Thank you for this post. I was struggling with the same question. Your post steered me in the right direction on how to solve this, as did this post. In my case I need to get the most recent sensor values of a device. The sensor is identified by the ‘name’ field and the device by the thingID field. So aggregate using $match by thingID and $group on name. The records are added with ‘metadata’ set to “thingID” and “name” as was recommended elsewhere. This speeds up the aggregate query by factor 5 or so. (add ‘name’ didn’t make a difference though)
I found that the sort on timestamp worked as expected but using control.max.timestamp didn’t return the most recent record.
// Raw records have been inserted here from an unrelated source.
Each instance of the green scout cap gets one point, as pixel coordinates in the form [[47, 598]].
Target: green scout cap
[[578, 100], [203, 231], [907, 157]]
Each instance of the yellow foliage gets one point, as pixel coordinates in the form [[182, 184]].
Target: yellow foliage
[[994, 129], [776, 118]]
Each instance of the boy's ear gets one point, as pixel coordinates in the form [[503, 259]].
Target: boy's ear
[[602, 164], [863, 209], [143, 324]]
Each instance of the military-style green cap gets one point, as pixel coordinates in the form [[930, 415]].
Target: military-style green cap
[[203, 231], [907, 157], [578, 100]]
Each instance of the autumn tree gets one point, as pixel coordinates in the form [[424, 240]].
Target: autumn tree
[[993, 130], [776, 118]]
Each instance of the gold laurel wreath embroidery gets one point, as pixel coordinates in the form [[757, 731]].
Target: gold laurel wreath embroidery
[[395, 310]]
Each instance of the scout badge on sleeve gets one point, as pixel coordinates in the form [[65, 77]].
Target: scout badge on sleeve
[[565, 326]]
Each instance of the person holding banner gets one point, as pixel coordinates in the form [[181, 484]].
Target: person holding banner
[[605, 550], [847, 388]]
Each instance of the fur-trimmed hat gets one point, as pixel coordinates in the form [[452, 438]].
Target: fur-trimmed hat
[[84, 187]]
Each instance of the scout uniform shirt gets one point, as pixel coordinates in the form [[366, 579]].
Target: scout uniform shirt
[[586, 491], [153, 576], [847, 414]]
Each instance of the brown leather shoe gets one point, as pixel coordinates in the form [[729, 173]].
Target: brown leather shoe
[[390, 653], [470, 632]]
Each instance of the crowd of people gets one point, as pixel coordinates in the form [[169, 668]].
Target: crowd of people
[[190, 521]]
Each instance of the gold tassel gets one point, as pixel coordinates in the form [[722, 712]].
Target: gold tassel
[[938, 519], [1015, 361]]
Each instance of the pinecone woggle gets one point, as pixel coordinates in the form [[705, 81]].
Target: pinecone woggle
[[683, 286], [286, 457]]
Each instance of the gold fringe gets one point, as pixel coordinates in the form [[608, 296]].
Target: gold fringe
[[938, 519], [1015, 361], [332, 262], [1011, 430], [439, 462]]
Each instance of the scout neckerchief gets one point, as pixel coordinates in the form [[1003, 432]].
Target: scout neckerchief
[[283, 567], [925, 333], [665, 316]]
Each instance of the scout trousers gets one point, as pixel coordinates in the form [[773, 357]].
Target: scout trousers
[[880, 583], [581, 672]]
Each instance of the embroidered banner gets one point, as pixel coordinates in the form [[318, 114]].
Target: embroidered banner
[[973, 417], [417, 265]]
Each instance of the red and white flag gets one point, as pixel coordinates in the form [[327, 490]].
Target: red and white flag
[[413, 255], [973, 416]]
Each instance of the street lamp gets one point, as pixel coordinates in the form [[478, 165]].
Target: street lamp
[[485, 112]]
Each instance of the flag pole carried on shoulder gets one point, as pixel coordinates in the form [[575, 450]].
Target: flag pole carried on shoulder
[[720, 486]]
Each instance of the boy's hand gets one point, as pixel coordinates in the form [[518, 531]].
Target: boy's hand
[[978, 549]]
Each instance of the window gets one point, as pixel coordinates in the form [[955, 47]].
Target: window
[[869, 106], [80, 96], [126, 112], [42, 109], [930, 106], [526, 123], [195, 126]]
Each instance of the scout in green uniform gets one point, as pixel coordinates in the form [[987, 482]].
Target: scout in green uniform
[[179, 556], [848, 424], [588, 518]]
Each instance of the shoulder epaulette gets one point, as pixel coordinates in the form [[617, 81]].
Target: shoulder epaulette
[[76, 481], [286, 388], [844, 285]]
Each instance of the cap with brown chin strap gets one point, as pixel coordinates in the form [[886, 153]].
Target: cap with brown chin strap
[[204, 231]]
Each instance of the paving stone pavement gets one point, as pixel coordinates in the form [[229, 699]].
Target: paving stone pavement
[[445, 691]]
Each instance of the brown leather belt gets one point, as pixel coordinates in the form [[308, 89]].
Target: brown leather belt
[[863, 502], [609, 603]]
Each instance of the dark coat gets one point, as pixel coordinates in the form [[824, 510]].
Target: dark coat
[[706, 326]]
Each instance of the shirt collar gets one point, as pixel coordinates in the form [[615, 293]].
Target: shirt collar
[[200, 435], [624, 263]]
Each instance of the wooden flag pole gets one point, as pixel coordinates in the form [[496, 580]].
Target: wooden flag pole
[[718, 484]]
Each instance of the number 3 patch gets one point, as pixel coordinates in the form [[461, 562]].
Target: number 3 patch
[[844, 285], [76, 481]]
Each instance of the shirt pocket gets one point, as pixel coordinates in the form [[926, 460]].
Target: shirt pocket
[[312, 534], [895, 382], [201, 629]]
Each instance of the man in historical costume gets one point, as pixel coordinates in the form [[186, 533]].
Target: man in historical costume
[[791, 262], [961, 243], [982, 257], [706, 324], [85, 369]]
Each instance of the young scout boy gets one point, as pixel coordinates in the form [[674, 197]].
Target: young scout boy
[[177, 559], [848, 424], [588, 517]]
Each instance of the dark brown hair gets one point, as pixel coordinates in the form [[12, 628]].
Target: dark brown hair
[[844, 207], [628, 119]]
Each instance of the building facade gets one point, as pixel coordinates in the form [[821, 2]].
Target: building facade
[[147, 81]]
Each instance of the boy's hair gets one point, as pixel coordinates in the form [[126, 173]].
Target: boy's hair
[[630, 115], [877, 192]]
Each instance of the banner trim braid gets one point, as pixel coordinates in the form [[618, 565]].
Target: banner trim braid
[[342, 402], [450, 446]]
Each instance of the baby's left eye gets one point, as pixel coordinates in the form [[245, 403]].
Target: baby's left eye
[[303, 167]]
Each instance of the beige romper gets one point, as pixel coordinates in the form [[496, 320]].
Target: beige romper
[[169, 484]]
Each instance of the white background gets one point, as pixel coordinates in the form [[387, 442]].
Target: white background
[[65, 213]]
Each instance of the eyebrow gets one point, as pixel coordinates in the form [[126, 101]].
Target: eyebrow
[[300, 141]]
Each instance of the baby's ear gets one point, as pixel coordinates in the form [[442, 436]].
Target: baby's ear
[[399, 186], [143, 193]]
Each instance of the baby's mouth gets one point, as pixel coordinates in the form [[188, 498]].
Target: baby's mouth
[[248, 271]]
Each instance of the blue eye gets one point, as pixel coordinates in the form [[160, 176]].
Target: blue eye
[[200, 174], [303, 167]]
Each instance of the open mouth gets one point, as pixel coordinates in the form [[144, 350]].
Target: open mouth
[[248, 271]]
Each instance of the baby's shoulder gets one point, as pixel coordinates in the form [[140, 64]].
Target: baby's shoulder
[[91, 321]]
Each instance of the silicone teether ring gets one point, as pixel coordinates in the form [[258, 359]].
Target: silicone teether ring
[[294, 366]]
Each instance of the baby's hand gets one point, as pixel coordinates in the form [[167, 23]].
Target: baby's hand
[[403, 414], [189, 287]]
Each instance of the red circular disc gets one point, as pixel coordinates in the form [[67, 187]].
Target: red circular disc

Also, both have similar performance. Getting the most recent sensors from 100K records with 10 devices and 5 sensor types takes 20msec on my desktop PC, which is a i5-4570S CPU @ 2.90GHz. 300K records takes 63msec, so it looks linear.
My code below. This is in golang. I’m new to mongodb so please forgive the ugliness. It feels like a rather cludgy way to get the results. For example, how to get all fields in the result instead of listing each one using $first?
Creating the collection:
// prepare options
tso := &options.TimeSeriesOptions{
TimeField: "timestamp",
}
tso.SetMetaField("metadata")
tso.SetGranularity("minutes")
co := &options.CreateCollectionOptions{
DefaultIndexOptions: nil,
MaxDocuments: nil,
StorageEngine: nil,
}
co.SetTimeSeriesOptions(tso)
// events
err = srv.storeDB.CreateCollection(ctx, srv.eventCollectionName, co)
Adding an event:
// AddEvent adds a new event to the history store
// The event 'created' field will be used as timestamp after parsing it using time.RFC3339
func (srv *HistoryStoreServer) AddEvent(ctx context.Context, args *thing.ThingValue) (*emptypb.Empty, error) {
// Name and ThingID are required fields
if args.Name == "" || args.ThingID == "" {
err := fmt.Errorf("missing name or thingID")
logrus.Warning(err)
return nil, err
}
if args.Created == "" {
args.Created = time.Now().UTC().Format(time.RFC3339)
}
// It would be nice to simply use bson marshal, but that isn't possible as the
// required timestamp needs to be added in BSON format.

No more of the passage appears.